The CSBFP is a a program whereby Industry Canada provides a level of insurance against loan losses to banks and credit unions. The idea behind this is that these lenders will be more willing to lend money to startups and existing businesses if they can be protected against loan losses.
To qualify for this program, the business must have less than $5 million in revenue per year. Eligible loan purposes include:
- leasehold improvements
- real property (real estate)
The maximum about of financing continues to be $500,000 per borrower. Leaseholds and equipment can be financed to a maximum of $350,000 per borrower. The maximum loan guarantee is 10 years. If a loan is amortized over more than 10 years, it will be uninsured past the 10 year period if payments continue.
Interest rates remain the same. Lenders can charge a maximum of prime plus 3.0% or the residential mortgage rate plus 3.0%. The insurance premium remains the same at 2.0% of the loan amount.
Lenders were unable to charge loan fees. With the new changes, they will be able to charge loan fees, provided they do not charge fees in excess of what they would charge on their other business loans. These fees cannot be financed as part of the loan.
Lenders had been restricted to financing a maximum of 90% of the cost of eligible assets. Under the new program, they will be able to finance up to 100% of the cost of the eligible assets. It is important to note that while they will be able to finance assets at this level, they are under no obligation to do so. Lenders can finance assets at any percentage of cost that they are comfortable with.
These loans had required extensive documentation of purchases by way of receipts and proof of payment. This documentation is still required but the lender will only need to prove expenditures for the amount of the loan outstanding at the point of default when making a claim for loss. The effect of this will be that the lender needs to worry less about documenting every cent. Lenders may deem the receipts for small items financed under the program as being no longer necessary.
Appraisals will be required when assets or a service intended to improve the assets are performed by a person who is not at arms length from the borrower.

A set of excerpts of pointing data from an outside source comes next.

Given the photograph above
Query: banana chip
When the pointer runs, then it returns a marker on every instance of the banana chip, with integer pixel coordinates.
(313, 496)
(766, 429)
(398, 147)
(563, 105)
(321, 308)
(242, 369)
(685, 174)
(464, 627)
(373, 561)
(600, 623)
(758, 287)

Personal guarantees used to be limited to 25% of the loan amount. This restriction has now been removed and the lender can require personal guarantees from the shareholders in an amount equal to 100% of the loan amount.
The Bottom Line
The net effect of these changes is to make the program more attractive to lenders. The number and amount of loans financed under this program has been falling in recent years. Industry Canada would like to get banks and credit unions lending to more businesses by making this program more attractive to them.
The program still remains a viable option for borrowers. It can be more costly than regular financing due to the premium but it might provide an option to get financing in situations where the lenders would not provide a loan without the added protection of the loan guarantee.
Full details of the program will be available on the Canadian Small Business Financing Program’s website on April 1, 2014.